Um camelo é um cavalo desenhado por um comité. A frase, normalmente atribuída a Sir Alec Issigonis, responsável pelo desenho do icónico Mini, resume o problema de consensuar decisões. Foi a sensação com que fiquei depois de ler uma espécie de manifesto de repúdio ao partido Chega autorizado, talvez autorado, por um número significativo de jovens intelectuais (no melhor sentido da palavra) liberais e conservadores. O meu veredicto é que as partes são melhores que o todo. Tentaram produzir um corcel e saiu-lhes um ungulado artiodáctilo. Cada um dos subscritores deve ter razões de peso para se manifestar. Mas em vez de criar lugar para cada um criticar, resolveram criar uma crítica de lugar-comum ou, para ser mais correcto, revigorar uma data deles, daqueles que normalmente ouvimos a jovens trotskistas e velhos bolcheviques por deformação e socialistas do partido do regime por oportunismo.
Por exemplo, lamentar a “recente deriva nacionalista, identitária e tribal” que é tão recente como os aspiradores eléctricos. Os eleitores do Chega não aspiram a nada recente, desejam um retorno ao grande consenso social do pós-guerra. Ao contrário do que sucedeu depois da I Grande Guerra, quando os impérios derrotados foram retalhados de acordo com as suas fronteiras históricas, sem grande preocupação em perceber quem é que vivia onde (até porque na era liberal isso não importava), em 1945 as fronteiras mantiveram-se praticamente intactas e foram as pessoas que foram deportadas em massa para os seus países “de origem”, para criar a tal realidade nacionalista identitária (mas pacífica) que permitiu pôr em marcha os grandes programas sociais do Estado. É uma aspiração irrealizável, a emigração do Sul para o Norte da Europa começou imediatamente com a necessidade de reconstrução, mas não é uma deriva recente, pelo contrário, é um estado de coisas que, até há umas décadas, as pessoas davam por garantido. Querer insinuar que “menosprezam as regras democráticas, estigmatizam etnias ou credos, acicatam divisionismos, normalizam linguagem insultuosa, agitam fantasmas históricos, degradam as instituições” é fazer o trabalho sujo do agitprop de esquerda. No fundo, o grande temor dos nossos liberais-conservadores é saber que o Chega é mais conservador que eles, simplesmente porque não tenta parecer moderno.
Mas se na vertente conservadora era complicado meter uma farpa num partido que é muito mais conservador que os manifestantes, não deveria ser complicado meter várias farpas na vertente liberal, já que os signatários (pelo menos os que eu conheço) possuem credenciais liberais que pouca gente reconhecerá ao Chega.
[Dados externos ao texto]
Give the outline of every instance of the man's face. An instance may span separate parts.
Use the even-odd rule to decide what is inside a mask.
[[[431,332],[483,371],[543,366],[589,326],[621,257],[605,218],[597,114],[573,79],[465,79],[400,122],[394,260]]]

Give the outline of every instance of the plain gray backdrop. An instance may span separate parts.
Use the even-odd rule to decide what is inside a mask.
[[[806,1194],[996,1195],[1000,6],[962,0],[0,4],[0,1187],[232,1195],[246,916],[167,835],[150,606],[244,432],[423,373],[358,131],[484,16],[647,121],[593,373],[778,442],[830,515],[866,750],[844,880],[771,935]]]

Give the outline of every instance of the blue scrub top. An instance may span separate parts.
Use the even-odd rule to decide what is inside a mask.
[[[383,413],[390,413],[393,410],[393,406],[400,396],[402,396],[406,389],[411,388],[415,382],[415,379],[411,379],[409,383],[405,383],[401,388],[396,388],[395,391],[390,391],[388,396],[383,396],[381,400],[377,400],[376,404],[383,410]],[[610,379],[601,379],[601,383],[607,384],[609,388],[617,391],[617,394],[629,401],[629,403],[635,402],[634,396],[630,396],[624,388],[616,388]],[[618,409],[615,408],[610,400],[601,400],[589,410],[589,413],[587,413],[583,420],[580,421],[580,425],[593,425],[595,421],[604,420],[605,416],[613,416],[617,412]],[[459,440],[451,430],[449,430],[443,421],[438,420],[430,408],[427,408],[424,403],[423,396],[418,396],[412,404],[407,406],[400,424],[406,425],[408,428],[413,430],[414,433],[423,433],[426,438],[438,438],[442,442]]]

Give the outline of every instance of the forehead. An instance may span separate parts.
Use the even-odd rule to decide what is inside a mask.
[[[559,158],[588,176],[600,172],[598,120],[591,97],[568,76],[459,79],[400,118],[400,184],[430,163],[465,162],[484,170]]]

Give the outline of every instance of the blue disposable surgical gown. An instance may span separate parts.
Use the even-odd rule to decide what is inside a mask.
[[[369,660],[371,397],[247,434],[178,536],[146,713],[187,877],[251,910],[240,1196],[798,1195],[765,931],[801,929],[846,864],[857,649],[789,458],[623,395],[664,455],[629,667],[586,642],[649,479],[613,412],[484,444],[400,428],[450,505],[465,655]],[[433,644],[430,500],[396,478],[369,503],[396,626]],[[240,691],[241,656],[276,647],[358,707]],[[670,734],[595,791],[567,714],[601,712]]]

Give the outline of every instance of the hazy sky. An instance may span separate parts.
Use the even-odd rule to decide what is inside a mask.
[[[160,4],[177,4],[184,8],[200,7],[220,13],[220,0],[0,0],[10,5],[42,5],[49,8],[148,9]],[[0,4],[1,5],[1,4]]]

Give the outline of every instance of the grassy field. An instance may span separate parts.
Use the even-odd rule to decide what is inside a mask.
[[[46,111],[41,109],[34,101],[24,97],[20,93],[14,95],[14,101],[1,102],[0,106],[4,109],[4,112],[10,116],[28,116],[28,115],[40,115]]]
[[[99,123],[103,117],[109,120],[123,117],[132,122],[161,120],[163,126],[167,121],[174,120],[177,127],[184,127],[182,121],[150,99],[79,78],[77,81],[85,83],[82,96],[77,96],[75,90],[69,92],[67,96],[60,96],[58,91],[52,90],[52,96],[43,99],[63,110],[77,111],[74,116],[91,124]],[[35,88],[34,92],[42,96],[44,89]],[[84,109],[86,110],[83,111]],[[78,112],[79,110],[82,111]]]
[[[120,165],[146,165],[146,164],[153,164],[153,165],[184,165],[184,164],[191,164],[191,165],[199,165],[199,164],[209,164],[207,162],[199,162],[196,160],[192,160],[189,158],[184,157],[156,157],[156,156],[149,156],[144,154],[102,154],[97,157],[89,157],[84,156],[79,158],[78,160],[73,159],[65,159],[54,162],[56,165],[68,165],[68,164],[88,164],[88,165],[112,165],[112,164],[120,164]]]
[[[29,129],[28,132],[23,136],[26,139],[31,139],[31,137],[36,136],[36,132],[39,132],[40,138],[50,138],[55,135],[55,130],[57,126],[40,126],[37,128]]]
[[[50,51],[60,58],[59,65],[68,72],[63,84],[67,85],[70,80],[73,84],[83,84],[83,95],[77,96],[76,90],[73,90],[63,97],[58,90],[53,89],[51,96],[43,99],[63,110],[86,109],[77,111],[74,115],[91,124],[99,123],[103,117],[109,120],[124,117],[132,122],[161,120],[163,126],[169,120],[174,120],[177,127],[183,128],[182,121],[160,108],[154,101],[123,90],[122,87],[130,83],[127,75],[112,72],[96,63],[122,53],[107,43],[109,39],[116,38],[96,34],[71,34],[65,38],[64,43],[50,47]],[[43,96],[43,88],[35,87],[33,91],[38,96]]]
Só que mesmo aí, parece que o grande pecado do partido é “confundir o espaço não-socialista”, como se este de verdade existisse em Portugal. Aqui em Espanha, o professor Juan Ramón Rallo, apesar de não ser apoiante do VOX, reconheceu com pesar que era o partido com o programa mais liberal nas últimas eleições. Assim que resolvi consultar o programa do Chega e descobri, para além de várias considerações filosóficas a enaltecer o Liberalismo, que defendem, na parte mais pragmática, “transitoriamente e durante um período de adaptação – que deverá ser gradual mas rápido – (…), o princípio geral a ser seguido pelo Estado deverá ser o de subsidiar o utilizador dos serviços, jamais a instituição que os presta (Escolas, Hospitais, Segurança Social…)”. Quer dizer: o cheque-educação, cheque-saúde, etc. não são exatamente o sonho molhado de um liberal, mas, dado o pântano socialista em que o país está atolado, são um bom caminho para sair do mesmo. Reparem que nem a Iniciativa Liberal se atreveu a defender isto com claridade, para não falar de PSD e CDS para quem estas medidas são um tabu. Percebo que o espaço não-socialista ande confundido, este manifesto é prova disso mesmo. Não só perdem o espaço conservador para o Chega, como se arriscam a perder o liberal.